Responses at time point one
Out of 918 responses overall, 653 (71.13%) were correct. Accuracy was highest with the clara technique (221; 72.22%; 95%CI 67-77%) followed by the spectra A technique (218; 71.24%; 95% CI: 66-76%), and the spectra B technique (214; 69.93%; 95%CI: 64-75%). This difference was not statistically significant (p=0.7112). Table2 shows all responses across the three DIE techniques.
To compare the different DIE techniques, we calculated sensitivity and specificity values for each technique. Sensitivity was highest for spectra B (82.35%; 95%CI: 75-88%), followed by spectra A (81.05%; 95%CI: 74-87%) and clara (75.81%; 95%CI: 68-82%). Specificity was highest for clara (68.63%; 95%CI: 61-76%), followed by spectra A (61.44%; 95%CI: 53-69%), and spectra B (57.52%; 95%CI: 49-65%). Specificity, sensitivity and accuracy are depicted in Figure 2.
If we combine values that are responsible for the high specificity of clara (105 TN) and the high sensitivity of spectra B (126 TP), we obtain a theoretical accuracy of 231 correct responses (75.49% of 306). This means, 10 more images would be answered correctly if the two techniques were combined instead of using clara alone.

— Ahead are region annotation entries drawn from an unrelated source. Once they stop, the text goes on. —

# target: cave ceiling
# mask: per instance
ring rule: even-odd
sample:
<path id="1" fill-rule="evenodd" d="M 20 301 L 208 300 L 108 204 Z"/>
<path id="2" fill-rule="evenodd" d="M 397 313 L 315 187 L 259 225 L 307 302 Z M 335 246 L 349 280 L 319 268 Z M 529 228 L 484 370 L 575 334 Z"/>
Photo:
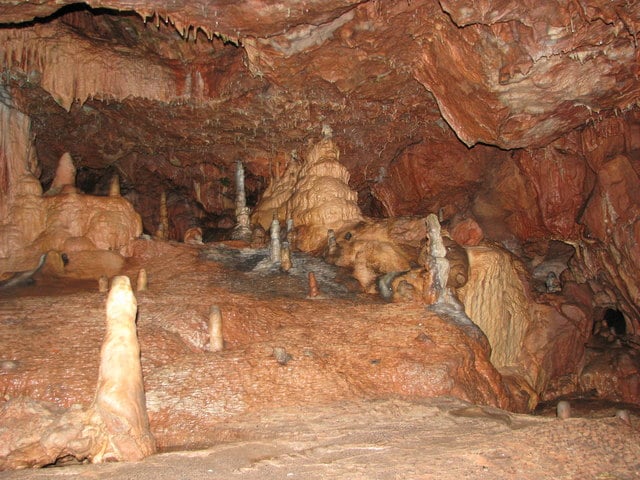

Additionally, we calculated the positive and negative predictive values for each technique, which are also included in table 2. Highest positive predictive value was reached by clara (70.73%), followed by spectra A (67.76%), and spectra B (65.97%). Highest negative predictive value was reached by spectra B (76.52%), followed by spectra A (76.42%), and clara (73.94%).
Additionally, we inspected accuracy for all images separately. Figure 3 shows that certain images were very difficult to interpret, or information were interpreted wrongly with accuracy below 40% (image 4 and image 8). To illustrate this challenge, the most difficult images are presented in Figure 4.